尼崎市東大物町一丁目に「大物くつれ戦跡」(大物くずれの戦跡碑)がある。昭和の御大典を記念して昭和3年に建てられたものだ。
16世紀初め,すでに幕府内部は将軍家,管領家,有力武将入り乱れての争乱状態であった。永正五年(1508年)に管領に就いた高国の最大のライバルは,澄元とその子・晴元である。晴元は堺公方・足利義維(よしつな)を擁して,将軍・義晴を戴く高国に挑んできた。戦いは一進一退,そして…
享禄四年(1531年),高国は浦上村宗,晴元は三好元長を押し立てて,決戦の気運が高まる。
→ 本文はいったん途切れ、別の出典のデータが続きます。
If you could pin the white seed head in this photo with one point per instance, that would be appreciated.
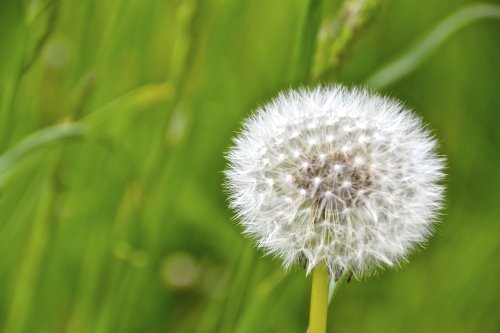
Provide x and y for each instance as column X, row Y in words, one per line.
column 339, row 176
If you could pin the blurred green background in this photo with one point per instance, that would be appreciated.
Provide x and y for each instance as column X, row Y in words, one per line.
column 114, row 119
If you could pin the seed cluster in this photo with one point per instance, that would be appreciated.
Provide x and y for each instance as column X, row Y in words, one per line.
column 337, row 176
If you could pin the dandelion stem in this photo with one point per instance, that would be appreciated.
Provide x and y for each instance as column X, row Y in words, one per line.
column 319, row 300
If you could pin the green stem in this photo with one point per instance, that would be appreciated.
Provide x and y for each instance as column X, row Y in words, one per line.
column 319, row 300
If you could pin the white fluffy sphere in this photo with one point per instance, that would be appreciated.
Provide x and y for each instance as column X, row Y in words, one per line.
column 339, row 176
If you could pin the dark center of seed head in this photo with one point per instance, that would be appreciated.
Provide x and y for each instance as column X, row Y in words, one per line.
column 335, row 178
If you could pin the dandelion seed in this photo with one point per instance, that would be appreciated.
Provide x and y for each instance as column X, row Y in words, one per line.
column 365, row 191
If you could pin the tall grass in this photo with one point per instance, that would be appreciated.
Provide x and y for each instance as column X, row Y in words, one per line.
column 114, row 118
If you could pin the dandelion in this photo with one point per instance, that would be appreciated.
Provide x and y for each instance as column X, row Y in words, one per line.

高国方は赤松政祐を後詰めとして,長年の対立問題に勝利という答えを導き出そうとしていた。ところが…
6月4日,赤松は晴元方に内応して,高国方を背後から攻撃する。これによって一挙に膠着状態が崩れて,村宗は討死,高国は敗走する。続きを『備前軍記』から引用しよう。
その隙に,常桓(高国のこと)は僅かに身をもって逃れたが,尼崎の町屋の京屋という者の宅に隠れていたところを三好山城守が聞き出し,捜し捉えて堺の晴政(赤松政祐のこと)に注進した。そして同月八日,大物浦の広徳寺で切腹し,常桓は波瀾に満ちた生涯を終えた。
この出来事に関して,尼崎市発行の『図説尼崎の歴史』は次のように指摘している。
高国が最後に大物・尼崎の町に逃げ込んだのは,そこが自治都市で,世俗権力が及ばない治外法権の場(アジール)としての性格を持っていたからだと思われます。
有名な合戦の多くは,後代に命名されるのが普通です。「大物くずれ」は,よほど同時代の人々に印象深い大合戦だったのでしょう。
こうして,高国を倒した「堺幕府」は名実ともに幕府としての体裁を整え…となるのが筋というものだが,史実はそうならない。勝利した晴元自身が堺公方・義維を捨て,将軍・義晴に取り入り管領となってしまう。見捨てられた義維は阿波に逃れ平島公方と呼ばれる。大物崩れの戦跡は,一時期デ・ファクトな政権だった堺幕府が,征夷大将軍の座に最も近付いた瞬間を示す史跡であった。